CANIS LUPUS FAMILIARIS TERRA AMERICANA STAFFORDSHIRE
L’humain est un corridor étroit, il faut s’y engager pour espérer le rencontrer. Il faut avancer dans le noir, sentir les odeurs de tous les animaux morts, entendre les cris, les grincements et les pleurs. Il faut marcher, enfoncer les pattes dansune boue de sang et remonter le long d’un fil d’or abandonné là par l’humain lui-même, lorsqu’il n’était qu’enfance et que nul toit ne scellait son plafond. Animal parmi les animaux, il ne souffrait pas encore. L’humain est un corridor et tout humain pleure son ciel disparu. Un chien sait cela et c’est pour cela que son affection pour l’humain est infinie. (…)
CANIS LUPUS FAMILIARIS
Il lève sa main en guise de salut et reprend sa marche. La pluie ne va pas tarder. Je reste là à regarder l’homme se dissoudre de nouveau à l’intérieur du brouillard. Nous, les chiens, percevons les émanations colorées que les corps des vivants produisent lorsqu’ils sont en proie à une violente émotion. Souvent, les humains s’auréolent du vert de la peur ou du jaune du chagrin et quelquefois encore de teintes plus rares : le safran du bonheur ou le turquoise des extases. Celui-là, fatigué, épuisé, englouti par l’opacité opaline du chemin, exhale, depuis le centre de son dos, le noir de jais, couleur de la dérive et des naufrages, apanage des natures incapables de se départir de leur mémoire et de leur passé.
LAMPYRIS NOCTILUCA
Nous sommes une multitude aux abords du chemin herbeux, blottis au creux des cailloux ou dans les feuillages des buissons pour choyer notre lumière. Nous luisons loin de l’éclat du jour, loin des villes et loin des hommes. Nous sommes les poussières anciennes d’innocences oubliées. Nous existons encore. Il y aura éternellement des ténèbres où il nous sera possible de tracer nos lignes évanescentes et cela durera tant que dureront les nuits obscures. Leur disparition signera notre disparition. Ce sera la fin des temps primitifs. Il n’y aura plus personne pour transporter, dans l’intimité des lacs et des rivières, des éclats phosphorescents qui sauront répondre aux étoiles. Mais tant que la lumière aveuglante n’aura pas décimé le monde des ombres, nous pourrons égrainer nos lueurs. Nous n’abandonnerons pas. Nous luirons. La persistance des lucioles tentera les vallées, tout comme le chien sauvage sauvera l’homme évanoui. Il sera son ombre et lui sa lumière. Il en fera son maître et l’homme en fera son chien. Rien ne saura les séparer. L’un, gardien de l’autre, l’un, dans les pas de l’autre, ils iront, liant leur destin, jusqu’aux abords des confins et n’auront plus peur de la peur de la mort.

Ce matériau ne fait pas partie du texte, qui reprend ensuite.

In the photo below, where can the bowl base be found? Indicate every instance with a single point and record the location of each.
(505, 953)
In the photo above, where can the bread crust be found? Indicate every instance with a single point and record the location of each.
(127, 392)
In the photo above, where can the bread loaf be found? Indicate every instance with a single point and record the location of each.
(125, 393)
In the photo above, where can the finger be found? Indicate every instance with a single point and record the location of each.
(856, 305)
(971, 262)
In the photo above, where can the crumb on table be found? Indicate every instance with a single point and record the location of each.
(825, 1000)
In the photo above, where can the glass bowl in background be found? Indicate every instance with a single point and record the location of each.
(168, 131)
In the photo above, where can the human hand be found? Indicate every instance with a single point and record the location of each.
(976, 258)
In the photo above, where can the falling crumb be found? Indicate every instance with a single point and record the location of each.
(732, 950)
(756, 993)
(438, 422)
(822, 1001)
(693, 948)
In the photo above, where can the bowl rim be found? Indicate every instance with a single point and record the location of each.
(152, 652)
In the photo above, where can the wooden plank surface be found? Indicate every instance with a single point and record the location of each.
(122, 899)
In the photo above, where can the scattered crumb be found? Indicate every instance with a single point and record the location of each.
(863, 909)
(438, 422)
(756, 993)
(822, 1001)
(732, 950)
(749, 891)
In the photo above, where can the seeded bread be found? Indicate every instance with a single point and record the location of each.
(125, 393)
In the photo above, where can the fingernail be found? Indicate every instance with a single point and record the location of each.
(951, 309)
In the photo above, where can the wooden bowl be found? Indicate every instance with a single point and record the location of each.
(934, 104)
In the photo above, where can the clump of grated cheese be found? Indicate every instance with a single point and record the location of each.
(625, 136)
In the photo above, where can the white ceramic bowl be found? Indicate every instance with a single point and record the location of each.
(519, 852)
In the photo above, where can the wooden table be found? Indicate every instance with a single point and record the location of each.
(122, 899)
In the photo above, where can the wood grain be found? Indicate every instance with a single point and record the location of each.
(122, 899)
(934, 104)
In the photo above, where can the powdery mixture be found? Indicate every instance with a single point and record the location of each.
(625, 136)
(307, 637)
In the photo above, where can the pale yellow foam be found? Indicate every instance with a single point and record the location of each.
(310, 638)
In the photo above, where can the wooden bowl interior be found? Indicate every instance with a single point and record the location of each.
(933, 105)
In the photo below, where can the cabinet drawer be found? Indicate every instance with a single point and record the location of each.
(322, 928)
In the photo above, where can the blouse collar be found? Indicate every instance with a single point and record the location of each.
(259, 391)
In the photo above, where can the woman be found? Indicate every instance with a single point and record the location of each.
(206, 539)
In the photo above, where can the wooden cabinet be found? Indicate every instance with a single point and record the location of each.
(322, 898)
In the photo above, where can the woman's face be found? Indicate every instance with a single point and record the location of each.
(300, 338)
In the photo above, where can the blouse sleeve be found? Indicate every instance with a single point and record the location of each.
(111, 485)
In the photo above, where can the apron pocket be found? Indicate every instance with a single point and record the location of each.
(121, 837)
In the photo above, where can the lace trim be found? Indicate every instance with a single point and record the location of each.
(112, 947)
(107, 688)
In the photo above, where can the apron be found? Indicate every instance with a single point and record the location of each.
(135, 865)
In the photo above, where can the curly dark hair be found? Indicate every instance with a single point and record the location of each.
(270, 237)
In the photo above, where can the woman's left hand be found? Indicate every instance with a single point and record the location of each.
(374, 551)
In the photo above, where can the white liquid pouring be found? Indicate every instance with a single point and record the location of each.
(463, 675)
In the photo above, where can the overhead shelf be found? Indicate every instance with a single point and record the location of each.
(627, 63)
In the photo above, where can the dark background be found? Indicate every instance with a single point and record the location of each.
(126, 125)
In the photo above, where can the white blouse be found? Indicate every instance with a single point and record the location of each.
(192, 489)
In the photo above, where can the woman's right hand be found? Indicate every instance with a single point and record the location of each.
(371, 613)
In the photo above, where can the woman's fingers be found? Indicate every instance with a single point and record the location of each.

Wadji MOUAWAD : Anima, Actes Sud Leméac 2012, pages 119, 216-217, 262.
Le site officiel de Wadji Mouawad : http://www.wajdimouawad.fr/ où vous trouverez ce très beau texte sur le scarabée et l’artiste :
"Le scarabée est un insecte qui se nourrit des excréments d’animaux autrement plus gros que lui. Les intestins de ces animaux ont cru tirer tout ce qu’il y avait à tirer de la nourriture ingurgitée par l’animal. Pourtant, le scarabée trouve, à l’intérieur de ce qui a été rejeté, la nourriture nécessaire à sa survie grâce à un système intestinal dont la précision, la finesse et une incroyable sensibilité surpassent celles de n’importe quel mammifère. De ces excréments dont il se nourrit, le scarabée tire la substance appropriée à la production de cette carapace si magnifique qu’on lui connaît et qui émeut notre regard : le vert jade du scarabée de Chine, le rouge pourpre du scarabée d’Afrique, le noir de jais du scarabée d’Europe et le trésor du scarabée d’or, mythique entre tous, introuvable, mystère des mystères.
Un artiste est un scarabée qui trouve, dans les excréments mêmes de la société, les aliments nécessaires pour produire les œuvres qui fascinent et bouleversent ses semblables. L’artiste, tel un scarabée, se nourrit de la merde du monde pour lequel il œuvre, et de cette nourriture abjecte il parvient, parfois, à faire jaillir la beauté."